Ready, steady, go!
It's time to find out who the top 50 participants to compete in the Final Round of Russian Code Cup 2017 are. We invite everyone qualified to take part in the Elimination Round this Sunday, May 14, 2017 at 13-00 Moscow Time. Round length is 2 hours. We invite you to russiancodecup.ru, and wish you good luck!
T-shirts?
Top 200
When you are one of the few people (3 to be exact) who solved F and you didn't get a T-shirt, because you forgot that in Russian Code Cup all problems are worth the same :')
What's the intended solution for E? priority_queue for getting subarrays and binary search + hash for merging sequences get TL.
There is a solution for n^2log. You check symbols one by one for nlogn and also keep in mind dp[x] = min{y, you could have finished known prefix with x-prefix of a and y-prefix of b}.
So, you don't fix the number of elements chosen from each array?
No, you just have not to get position (0,y) or (x,0) at the end (to make both subsequences not empty).
I used min segment tree for creating subsequences and O(N * log(N)) suffix array to merge them and it passed.
We just construe answer one by one and for each position in either array keep track of minimal position in the other array such that we can construe prefix of answer we have so far from corresponding prefixes of arrays
My solution is O(N2), but it didn't pass test 9 because of the corner case.
I greedily construct the answer one by one. I store the set of pairs of prefixes of a and b I used to construct the answer up till now. It has size O(N), because for each prefix of a we're only interested in the shortest prefix of b.
For the given pair of prefixes, we can take any element, after which there's enough elements to construct the rest. We need the smallest, so we can take RMQ over the next allowed elements in O(1) for each pair, and find minimum over the pairs.
Now, we need to advance the prefixes to reach the chosen element. To do that, we can just construct arrays of pointers to the next occurrence of this element in both arrays in O(N + M).
Got WA#9 in problem E because missed the fact that both subsequences must be non-empty...
Same. Quite atificial condition that we can get rid of just by adding following to the end:
Is the final round online?
Yes.
What is solution for D?
Just count for every vertex v, number of pairs (u1<u2) ui!=v, such that Ang(u1-v-u2) < 90. Then you just need to subtract 2 * binom_coef(n,3).

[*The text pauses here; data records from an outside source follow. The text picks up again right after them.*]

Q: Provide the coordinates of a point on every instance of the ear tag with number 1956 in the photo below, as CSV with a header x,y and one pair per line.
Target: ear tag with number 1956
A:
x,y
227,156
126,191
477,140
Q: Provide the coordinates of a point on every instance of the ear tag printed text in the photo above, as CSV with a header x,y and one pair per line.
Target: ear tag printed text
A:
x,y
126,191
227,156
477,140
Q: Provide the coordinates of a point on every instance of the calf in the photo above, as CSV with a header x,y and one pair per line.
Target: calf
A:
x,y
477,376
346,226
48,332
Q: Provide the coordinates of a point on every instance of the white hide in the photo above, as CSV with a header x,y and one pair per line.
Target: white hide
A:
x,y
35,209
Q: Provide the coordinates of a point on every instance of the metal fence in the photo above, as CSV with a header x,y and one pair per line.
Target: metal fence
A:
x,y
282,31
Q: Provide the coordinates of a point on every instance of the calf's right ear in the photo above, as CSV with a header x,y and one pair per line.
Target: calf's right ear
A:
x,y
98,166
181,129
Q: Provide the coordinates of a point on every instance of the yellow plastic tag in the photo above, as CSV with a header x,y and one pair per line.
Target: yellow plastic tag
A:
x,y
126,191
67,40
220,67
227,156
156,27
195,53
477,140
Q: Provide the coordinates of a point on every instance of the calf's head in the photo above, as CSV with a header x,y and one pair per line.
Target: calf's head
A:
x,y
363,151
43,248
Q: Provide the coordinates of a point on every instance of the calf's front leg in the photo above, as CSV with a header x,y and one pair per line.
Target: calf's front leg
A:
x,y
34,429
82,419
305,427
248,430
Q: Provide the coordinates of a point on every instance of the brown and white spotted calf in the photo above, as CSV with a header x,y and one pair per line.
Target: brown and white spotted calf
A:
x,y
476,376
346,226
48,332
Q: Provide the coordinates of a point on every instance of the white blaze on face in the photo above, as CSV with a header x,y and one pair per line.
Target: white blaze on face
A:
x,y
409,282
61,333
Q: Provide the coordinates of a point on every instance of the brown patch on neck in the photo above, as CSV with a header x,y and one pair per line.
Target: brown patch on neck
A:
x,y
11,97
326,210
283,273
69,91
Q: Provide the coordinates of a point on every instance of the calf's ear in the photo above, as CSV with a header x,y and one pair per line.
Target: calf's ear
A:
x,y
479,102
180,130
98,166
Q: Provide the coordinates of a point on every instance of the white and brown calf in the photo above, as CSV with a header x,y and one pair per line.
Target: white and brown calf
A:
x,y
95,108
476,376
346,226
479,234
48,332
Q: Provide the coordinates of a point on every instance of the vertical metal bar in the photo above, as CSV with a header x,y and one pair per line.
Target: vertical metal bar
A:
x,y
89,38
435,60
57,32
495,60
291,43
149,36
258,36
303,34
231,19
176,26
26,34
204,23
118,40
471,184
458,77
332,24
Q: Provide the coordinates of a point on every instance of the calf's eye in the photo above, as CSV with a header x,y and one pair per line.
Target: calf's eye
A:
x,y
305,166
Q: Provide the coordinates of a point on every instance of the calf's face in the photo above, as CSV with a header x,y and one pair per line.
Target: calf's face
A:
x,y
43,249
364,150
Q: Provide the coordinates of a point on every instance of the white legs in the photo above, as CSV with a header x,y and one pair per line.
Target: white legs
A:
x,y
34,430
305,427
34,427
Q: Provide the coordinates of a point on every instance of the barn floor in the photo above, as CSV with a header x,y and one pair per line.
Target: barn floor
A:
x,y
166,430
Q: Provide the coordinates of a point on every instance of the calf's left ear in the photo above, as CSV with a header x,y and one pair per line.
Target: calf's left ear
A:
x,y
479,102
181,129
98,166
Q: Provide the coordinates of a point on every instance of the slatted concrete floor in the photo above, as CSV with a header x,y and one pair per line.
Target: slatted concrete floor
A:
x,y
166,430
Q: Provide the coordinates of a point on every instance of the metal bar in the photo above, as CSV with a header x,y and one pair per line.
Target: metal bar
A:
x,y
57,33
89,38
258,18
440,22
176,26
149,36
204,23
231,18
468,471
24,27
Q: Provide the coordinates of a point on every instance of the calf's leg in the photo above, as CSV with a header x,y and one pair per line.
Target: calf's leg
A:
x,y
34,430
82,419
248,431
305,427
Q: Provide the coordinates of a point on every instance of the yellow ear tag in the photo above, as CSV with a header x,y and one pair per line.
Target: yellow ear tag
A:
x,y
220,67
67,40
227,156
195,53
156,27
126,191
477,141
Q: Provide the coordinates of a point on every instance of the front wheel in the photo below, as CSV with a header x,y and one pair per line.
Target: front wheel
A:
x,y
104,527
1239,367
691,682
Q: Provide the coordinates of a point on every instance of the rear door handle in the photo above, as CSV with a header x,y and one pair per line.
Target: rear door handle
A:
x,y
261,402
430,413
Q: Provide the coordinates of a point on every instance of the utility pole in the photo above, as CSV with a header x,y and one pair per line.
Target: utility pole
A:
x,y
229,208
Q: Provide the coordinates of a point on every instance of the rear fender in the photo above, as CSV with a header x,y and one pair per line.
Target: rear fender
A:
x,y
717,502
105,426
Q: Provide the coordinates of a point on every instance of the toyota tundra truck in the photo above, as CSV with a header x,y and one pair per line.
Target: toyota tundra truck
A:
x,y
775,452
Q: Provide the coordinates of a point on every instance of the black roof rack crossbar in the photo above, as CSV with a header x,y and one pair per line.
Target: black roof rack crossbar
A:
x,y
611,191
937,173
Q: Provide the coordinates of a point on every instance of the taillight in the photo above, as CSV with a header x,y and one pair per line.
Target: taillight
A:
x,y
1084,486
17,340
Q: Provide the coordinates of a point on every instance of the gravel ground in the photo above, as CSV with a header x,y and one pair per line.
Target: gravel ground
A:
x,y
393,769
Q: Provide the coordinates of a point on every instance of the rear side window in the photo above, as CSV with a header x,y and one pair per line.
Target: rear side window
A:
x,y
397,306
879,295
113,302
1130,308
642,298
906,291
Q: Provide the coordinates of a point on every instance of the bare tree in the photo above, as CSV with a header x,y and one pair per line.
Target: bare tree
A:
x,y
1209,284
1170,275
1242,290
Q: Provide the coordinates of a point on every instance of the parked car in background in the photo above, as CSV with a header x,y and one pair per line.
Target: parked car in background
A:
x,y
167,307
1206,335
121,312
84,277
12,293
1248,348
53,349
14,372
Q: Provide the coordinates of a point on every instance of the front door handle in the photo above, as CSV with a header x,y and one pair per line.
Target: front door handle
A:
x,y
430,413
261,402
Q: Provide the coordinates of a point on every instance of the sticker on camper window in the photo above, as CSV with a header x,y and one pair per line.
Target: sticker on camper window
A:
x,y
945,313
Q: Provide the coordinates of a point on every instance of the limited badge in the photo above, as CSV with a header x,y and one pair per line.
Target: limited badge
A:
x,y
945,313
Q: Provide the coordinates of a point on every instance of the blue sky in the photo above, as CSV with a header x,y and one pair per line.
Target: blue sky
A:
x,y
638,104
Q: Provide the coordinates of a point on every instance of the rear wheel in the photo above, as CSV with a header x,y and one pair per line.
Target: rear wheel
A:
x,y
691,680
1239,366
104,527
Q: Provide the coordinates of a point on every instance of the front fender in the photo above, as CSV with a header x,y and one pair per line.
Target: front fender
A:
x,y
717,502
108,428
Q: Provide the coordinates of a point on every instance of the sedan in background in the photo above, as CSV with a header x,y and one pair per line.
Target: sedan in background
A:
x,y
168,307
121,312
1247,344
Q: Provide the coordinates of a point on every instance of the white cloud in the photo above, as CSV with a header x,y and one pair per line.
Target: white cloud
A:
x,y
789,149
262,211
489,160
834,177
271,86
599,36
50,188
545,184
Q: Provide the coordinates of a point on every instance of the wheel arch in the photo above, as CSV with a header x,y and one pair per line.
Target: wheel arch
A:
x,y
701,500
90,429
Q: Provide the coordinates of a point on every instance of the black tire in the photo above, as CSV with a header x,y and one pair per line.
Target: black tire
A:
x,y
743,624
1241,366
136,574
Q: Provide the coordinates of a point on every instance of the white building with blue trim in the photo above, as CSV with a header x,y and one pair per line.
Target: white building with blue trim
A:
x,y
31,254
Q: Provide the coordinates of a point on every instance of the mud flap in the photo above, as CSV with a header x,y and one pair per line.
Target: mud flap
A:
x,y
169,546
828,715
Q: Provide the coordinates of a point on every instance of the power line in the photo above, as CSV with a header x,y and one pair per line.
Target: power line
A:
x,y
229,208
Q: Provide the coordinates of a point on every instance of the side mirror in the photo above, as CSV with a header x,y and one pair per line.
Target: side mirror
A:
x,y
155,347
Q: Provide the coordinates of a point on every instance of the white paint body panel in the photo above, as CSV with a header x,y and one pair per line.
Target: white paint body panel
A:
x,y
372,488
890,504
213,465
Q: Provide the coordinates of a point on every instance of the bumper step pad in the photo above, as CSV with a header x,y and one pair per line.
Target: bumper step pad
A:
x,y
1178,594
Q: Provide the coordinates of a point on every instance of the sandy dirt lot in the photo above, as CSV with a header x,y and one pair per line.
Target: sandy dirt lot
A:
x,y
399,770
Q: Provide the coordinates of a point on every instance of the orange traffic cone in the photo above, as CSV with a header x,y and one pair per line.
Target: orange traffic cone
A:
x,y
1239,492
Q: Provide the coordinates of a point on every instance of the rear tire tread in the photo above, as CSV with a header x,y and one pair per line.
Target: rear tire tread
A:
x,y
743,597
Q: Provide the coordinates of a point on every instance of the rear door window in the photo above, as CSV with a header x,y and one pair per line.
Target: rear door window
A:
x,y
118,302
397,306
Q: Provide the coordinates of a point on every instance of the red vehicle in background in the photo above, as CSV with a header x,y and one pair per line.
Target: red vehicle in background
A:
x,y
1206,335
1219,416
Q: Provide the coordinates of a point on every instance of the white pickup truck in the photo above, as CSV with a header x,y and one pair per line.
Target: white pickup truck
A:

How to use the checker for problem C on my computer ?
You can try DFS, you just need hash table to check point exists or not and same for visited.
I mean how can I use the checker to check my solution on my computer. I don't see a main function in the checker, and I see a lot of "import ..." that I've never seen before.
Sorry for my inexperience with Java.
Will there be a place to submit solutions after the contest?
vovuh, already mentioned that Codeforces have internal error which not allow add problems to gym. They will be added after problem will be resolved.
Sorry for long delay, contest has been added (finally!) to gyms: 2017 Russian Code Cup (RCC 17), Elimination Round
Thank you!
To RussianCodeCup: I still don't know why I got TLE for E during the contest. My submission is #27152353 of http://mirror.codeforces.com/gym/101397/status/E, and it's much faster (2027ms) than genomes_iz_2modules.cpp (2870ms). Is it possible that my code works very slowly on RCC's server?
I got the answer from I_love_natalia. It seems memory allocator/deallocator are slow on RCC. I guess my solution was slow because I used too much vectors/priority_queues.